My story
Grandma Warning: some slight sexual innuendo and bad language use coming up.
EN World Short Story Smackdown, Round two: Berandor vs. Starman
Samsara
—-
To the Wheel our life is bound
turning slowly, surely, steady
till for moksha we are ready
round and round and round and round
Death and birth are but the same
end is needed to begin
loss required for the win
dharma useless without shame
On the wheel, along the rim
devas and rakshasas thrive
for order and for chaos strive
godly creatures, bright and dim
Though with hate and spite they seethe
without the other, one can’t breathe
– William H. Gladly, »Upon visiting the shrine of Shiva«, 1907
The wheel has stopped turning.
– handwritten addendum by the author, 1917
—-
(1)
The arrow was as white as mother’s milk, the tip as black as the heart it would pierce. Rudra watched through Navidjan’s eyes and held his bow with Navidjan’s hands. Amurayi, screaming obscenities and threats and lashing out with her twisted claws, nevertheless fell back from the swords of the Panchala forces marshaled against her. The rakshasa was in her true form now, a feline creature of terrible ferocity and beauty. She towered over the turbaned warriors and, despite bleeding from countless cuts – which would heal over time – laughed at the chaos of the battle. Now, she found her back against a tall champa tree and gathered herself to once more jump into the fray.
Rudra slowed Navidjan’s heartbeat so his aim would not be compromised, and then he called out with his host’s voice.
»Amurayi!«
The rakshasa turned towards him. She seemed bemused at the sight of the bowman before her, but then, like an unfaithful husband coming home late at night, recognition crept into her face. »Rudra?« Her eyes grew as wide as a lake formed by a deva’s tears. Her muscles tensed.

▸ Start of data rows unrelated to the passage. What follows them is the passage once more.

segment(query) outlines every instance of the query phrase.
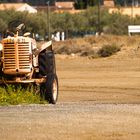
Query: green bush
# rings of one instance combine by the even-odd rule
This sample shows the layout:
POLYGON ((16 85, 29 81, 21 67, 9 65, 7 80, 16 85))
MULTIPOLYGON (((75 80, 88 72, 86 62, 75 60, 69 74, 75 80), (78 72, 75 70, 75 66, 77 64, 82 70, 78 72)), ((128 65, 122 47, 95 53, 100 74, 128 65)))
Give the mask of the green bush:
POLYGON ((103 47, 98 51, 99 56, 101 57, 108 57, 116 52, 120 51, 120 47, 112 44, 112 45, 103 45, 103 47))

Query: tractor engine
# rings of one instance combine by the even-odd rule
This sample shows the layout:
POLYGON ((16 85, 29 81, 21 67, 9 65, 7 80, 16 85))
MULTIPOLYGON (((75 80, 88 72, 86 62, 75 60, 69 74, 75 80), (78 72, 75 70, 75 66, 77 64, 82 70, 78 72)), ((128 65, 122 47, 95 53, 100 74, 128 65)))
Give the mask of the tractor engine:
POLYGON ((37 65, 34 60, 32 50, 36 48, 35 40, 15 36, 2 40, 2 71, 7 75, 28 75, 33 67, 37 65))

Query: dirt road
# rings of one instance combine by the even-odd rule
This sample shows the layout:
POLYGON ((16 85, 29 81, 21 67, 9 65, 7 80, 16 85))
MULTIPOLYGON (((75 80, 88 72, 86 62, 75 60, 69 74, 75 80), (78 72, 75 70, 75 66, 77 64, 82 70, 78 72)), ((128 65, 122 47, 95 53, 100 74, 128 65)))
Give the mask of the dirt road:
POLYGON ((140 58, 57 56, 57 105, 0 107, 1 140, 139 140, 140 58))

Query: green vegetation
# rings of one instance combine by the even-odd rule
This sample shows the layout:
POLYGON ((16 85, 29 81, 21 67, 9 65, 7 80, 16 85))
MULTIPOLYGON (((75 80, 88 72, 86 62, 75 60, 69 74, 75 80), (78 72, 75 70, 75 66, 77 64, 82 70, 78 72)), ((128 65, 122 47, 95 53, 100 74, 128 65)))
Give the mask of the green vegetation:
POLYGON ((117 46, 116 44, 112 45, 103 45, 102 48, 98 51, 99 56, 101 57, 108 57, 116 52, 120 51, 120 47, 117 46))
POLYGON ((0 87, 0 105, 18 105, 18 104, 40 104, 47 103, 41 100, 40 94, 35 93, 33 88, 22 88, 8 85, 0 87))
MULTIPOLYGON (((38 33, 41 36, 47 35, 48 22, 47 13, 38 12, 29 14, 27 12, 0 11, 0 33, 5 33, 6 29, 15 32, 15 27, 20 23, 25 23, 26 29, 38 33)), ((101 8, 100 31, 106 34, 124 35, 127 34, 128 25, 140 24, 140 17, 136 16, 133 20, 126 15, 118 13, 109 14, 108 10, 101 8), (132 23, 133 22, 133 23, 132 23)), ((50 13, 51 33, 64 31, 66 37, 79 37, 98 32, 98 8, 89 7, 87 10, 77 13, 50 13)))

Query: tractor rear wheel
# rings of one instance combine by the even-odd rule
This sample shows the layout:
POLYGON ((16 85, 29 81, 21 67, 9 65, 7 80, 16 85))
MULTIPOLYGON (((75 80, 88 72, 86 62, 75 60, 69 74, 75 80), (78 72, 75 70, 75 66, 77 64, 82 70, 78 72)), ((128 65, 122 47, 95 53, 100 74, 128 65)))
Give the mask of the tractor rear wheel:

Rudra/Navidjan let the arrow fly. Its aim was true, as Rudra had known it would be. The arrow pierced Amurayi’s heart and the heart of the tree behind her, confining her spirit to this wooden prison unfit for man or deity alike. Amurayi’s body turned to ash before them, and Rudra could not stand it any longer. He left Navidjan’s body and returned to his own form next to his avatar.
»It worked!« Navidjan yelled, fist in the air as if celebrating the birth of a son. He looked up at the deva. »Great Bowman, why are you crying? The she-devil is dead.«
»You are twice mistaken,« Rudra said. »If there are tears, then they are tears of exhaustion. And Amurayi is only bound, not dead.« The lie in the first statement was balanced by the truth in the second, or so Rudra told himself.
»Can’t we kill her?« The human’s voice was full of bloodlust. He was a noble and handsome warrior, but Navidjan’s dharma, his understanding of correct behavior, had been unable to stop him from pursuing his kama before. It seemed possible Rudra’s possession had further weakened it, but if so, then that was the price Rudra had had to pay. Rudra did not address his concern, however. He simply answered the question.
»Not while I live, no.«
»But what if she is freed?«
»Then, by the same token, I will be there and fight her once again. As long as you believe in me,« Rudra gestured to the people around him, »I will have the power to stop her. It is samsara.« The wheel. The circle of life and death, of everything.
Navidjan nodded. »Of course. Samsara.« He bowed. When he looked up again, Rudra had turned himself into a breeze and was drifting upwards to the sky, to take up his sentinel’s position once more. He saw Navidjan look around once, and then walk to his men to tend to the wounded and prepare the dead for transport back home.
—-
So it was for one hundred and eight turns of the wheel. One hundred and eight generations were born into the world, as many generations as there were beads on a prayer mallah. During all this time, Rudra slept in the sky. Often he thought of Amurayi, for though they were mortal enemies, they had also been lovers, and he could hardly bear to live without her. Every year, on the anniversary of her imprisonment, he cried hard and long, and the Ganges grew to overflowing before Rudra remembered his dharma and stopped the rains again.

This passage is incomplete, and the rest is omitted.